Maternal immune activation leads to atypical turning asymmetry and reduced DRD2 mRNA expression in a rat model of schizophrenia.

Atypical asymmetries have been reported in individuals diagnosed with schizophrenia, linking higher symptom severity to weaker lateralization. Furthermore, both lateralization and schizophrenia are influenced by the dopaminergic system. However, whether a direct link between the etiology of schizophrenia and atypical asymmetries exists is yet to be investigated. In this study, we examined whether maternal immune activation (MIA), a developmental animal model for schizophrenia and known to alter the dopaminergic system, induces atypical lateralization in adolescent and adult offspring. As the dopaminergic system is a key player in both, we analyzed neuronal dopamine D2 receptor (DRD2) mRNA expression.

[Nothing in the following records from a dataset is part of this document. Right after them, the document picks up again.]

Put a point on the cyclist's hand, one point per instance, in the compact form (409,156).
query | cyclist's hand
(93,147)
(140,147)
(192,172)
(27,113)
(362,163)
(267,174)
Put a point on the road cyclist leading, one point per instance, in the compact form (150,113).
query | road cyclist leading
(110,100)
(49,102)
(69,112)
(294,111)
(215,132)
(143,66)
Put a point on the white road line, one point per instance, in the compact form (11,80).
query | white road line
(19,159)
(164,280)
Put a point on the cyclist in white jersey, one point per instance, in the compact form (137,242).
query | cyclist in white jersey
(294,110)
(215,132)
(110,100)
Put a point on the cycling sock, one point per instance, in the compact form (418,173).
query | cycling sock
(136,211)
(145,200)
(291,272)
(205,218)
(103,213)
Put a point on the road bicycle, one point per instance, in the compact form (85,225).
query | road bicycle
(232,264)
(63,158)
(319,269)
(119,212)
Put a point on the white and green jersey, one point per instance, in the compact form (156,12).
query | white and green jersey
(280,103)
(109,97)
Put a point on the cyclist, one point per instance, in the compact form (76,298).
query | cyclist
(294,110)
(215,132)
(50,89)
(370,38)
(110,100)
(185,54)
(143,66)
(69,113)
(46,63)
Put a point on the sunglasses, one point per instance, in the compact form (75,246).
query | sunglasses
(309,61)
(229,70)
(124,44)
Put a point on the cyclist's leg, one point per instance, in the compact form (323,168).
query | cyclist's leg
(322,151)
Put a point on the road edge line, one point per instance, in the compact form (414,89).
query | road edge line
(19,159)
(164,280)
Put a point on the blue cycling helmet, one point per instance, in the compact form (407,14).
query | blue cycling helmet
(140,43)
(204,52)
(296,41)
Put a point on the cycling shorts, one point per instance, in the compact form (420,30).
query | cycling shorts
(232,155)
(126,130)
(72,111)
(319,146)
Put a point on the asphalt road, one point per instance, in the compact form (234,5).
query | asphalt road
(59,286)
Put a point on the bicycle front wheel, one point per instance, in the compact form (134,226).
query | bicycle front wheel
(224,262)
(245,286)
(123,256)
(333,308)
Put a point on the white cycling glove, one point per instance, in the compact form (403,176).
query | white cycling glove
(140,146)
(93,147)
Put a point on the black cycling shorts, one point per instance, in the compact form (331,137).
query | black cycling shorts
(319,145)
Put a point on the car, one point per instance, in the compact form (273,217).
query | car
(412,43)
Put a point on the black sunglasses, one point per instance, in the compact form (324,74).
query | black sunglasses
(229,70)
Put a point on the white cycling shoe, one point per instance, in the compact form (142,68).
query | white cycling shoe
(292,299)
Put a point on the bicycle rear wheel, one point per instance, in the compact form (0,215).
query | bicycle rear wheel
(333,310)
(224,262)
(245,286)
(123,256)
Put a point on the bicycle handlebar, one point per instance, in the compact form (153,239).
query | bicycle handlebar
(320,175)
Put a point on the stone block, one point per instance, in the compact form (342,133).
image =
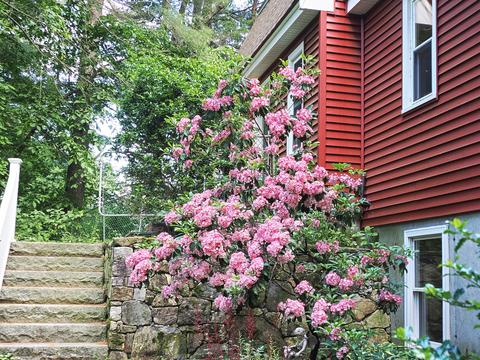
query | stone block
(136,313)
(377,320)
(117,355)
(118,262)
(121,293)
(165,315)
(193,310)
(115,313)
(160,301)
(116,341)
(139,294)
(363,308)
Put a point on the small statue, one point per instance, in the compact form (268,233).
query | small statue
(295,351)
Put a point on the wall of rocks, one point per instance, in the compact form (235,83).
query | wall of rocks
(142,325)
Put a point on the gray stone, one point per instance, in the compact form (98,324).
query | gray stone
(158,281)
(117,355)
(277,294)
(115,313)
(363,308)
(53,279)
(116,341)
(118,263)
(193,310)
(52,313)
(55,351)
(160,301)
(165,315)
(34,295)
(377,320)
(139,294)
(121,293)
(51,332)
(55,263)
(136,313)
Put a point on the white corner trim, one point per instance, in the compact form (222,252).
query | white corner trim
(410,312)
(294,14)
(320,5)
(360,7)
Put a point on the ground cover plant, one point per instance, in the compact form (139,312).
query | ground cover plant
(274,218)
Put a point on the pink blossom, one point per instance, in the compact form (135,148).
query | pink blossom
(303,287)
(140,272)
(345,284)
(387,296)
(292,308)
(332,279)
(223,303)
(171,217)
(258,103)
(212,243)
(335,334)
(133,259)
(238,262)
(342,352)
(342,306)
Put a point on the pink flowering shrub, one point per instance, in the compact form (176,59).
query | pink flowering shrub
(260,221)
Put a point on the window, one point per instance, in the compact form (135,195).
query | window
(426,316)
(295,61)
(419,52)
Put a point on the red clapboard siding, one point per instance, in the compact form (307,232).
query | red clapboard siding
(424,163)
(340,88)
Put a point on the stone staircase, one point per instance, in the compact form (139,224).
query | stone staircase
(52,303)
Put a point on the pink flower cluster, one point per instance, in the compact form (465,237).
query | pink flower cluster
(292,308)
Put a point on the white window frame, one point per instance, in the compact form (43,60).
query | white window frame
(292,59)
(408,47)
(411,303)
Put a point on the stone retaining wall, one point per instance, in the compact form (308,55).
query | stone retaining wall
(142,325)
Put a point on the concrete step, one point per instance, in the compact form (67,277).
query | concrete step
(51,295)
(53,278)
(54,313)
(54,263)
(56,333)
(55,351)
(56,249)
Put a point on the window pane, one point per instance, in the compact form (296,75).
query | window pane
(423,21)
(422,71)
(430,317)
(427,259)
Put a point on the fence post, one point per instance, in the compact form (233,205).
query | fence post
(8,214)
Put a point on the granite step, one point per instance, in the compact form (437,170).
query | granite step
(51,295)
(51,332)
(55,351)
(55,313)
(53,278)
(54,263)
(25,248)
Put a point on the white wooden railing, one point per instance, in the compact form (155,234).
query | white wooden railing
(8,214)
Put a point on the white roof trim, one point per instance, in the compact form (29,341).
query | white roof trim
(360,7)
(293,24)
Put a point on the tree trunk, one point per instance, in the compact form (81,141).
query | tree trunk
(75,183)
(197,12)
(183,6)
(254,9)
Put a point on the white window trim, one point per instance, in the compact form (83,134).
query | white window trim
(292,59)
(407,57)
(411,316)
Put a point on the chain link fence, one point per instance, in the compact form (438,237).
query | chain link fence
(114,204)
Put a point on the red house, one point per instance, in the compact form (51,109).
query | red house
(398,95)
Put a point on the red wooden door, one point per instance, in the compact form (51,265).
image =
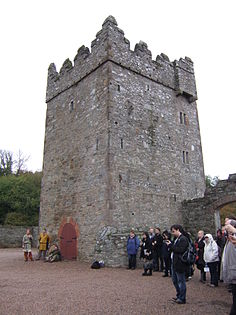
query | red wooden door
(68,242)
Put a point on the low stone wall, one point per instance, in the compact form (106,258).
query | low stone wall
(11,236)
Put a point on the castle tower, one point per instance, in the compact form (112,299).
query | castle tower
(122,146)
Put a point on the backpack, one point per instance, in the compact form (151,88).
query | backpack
(189,256)
(95,265)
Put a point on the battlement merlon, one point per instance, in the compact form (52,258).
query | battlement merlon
(111,45)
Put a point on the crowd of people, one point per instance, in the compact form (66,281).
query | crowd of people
(175,254)
(47,252)
(172,252)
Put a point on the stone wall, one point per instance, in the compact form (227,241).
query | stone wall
(11,236)
(202,213)
(122,143)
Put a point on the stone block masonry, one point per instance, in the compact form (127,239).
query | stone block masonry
(122,144)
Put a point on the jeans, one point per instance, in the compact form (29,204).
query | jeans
(233,309)
(167,261)
(40,253)
(213,272)
(132,261)
(180,284)
(156,257)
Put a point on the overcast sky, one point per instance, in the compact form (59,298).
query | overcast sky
(36,33)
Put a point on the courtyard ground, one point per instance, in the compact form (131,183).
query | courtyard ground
(71,287)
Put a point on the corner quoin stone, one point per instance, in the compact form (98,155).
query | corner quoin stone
(122,144)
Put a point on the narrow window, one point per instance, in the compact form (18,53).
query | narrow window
(187,158)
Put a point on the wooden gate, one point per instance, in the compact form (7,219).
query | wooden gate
(68,242)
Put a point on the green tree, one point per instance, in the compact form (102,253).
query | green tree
(6,163)
(20,198)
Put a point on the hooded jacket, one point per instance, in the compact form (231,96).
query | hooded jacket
(229,263)
(210,250)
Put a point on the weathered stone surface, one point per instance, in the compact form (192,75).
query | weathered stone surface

MIA was induced by injecting pregnant rats with 10 mg/kg polyinosinic:polycytidylic (PolyI:C) at gestational day 15. Controls were injected with 0.9 % NaCl. Offspring were tested at adolescence or early adulthood for asymmetry of turning behavior in the open field test. The total number of left and right turns per animal was assessed using DeepLabCut. Strength and preferred side of asymmetry were analyzed by calculating lateralization quotients. Additionally, DRD2 mRNA expression in the prefrontal cortex of offspring at both ages was analyzed using real-time PCR. MIA was associated with a rightward turning behavior in adolescents. In adults, MIA was associated with an absence of turning bias, indicating reduced asymmetry after MIA. The analysis of DRD2 mRNA expression revealed significantly lower mRNA levels after MIA compared to controls in adolescent, but not adult animals. Our results reinforce the association between atypical asymmetries, reduced DRD2 mRNA expression, and schizophrenia. However, more preclinical research is needed.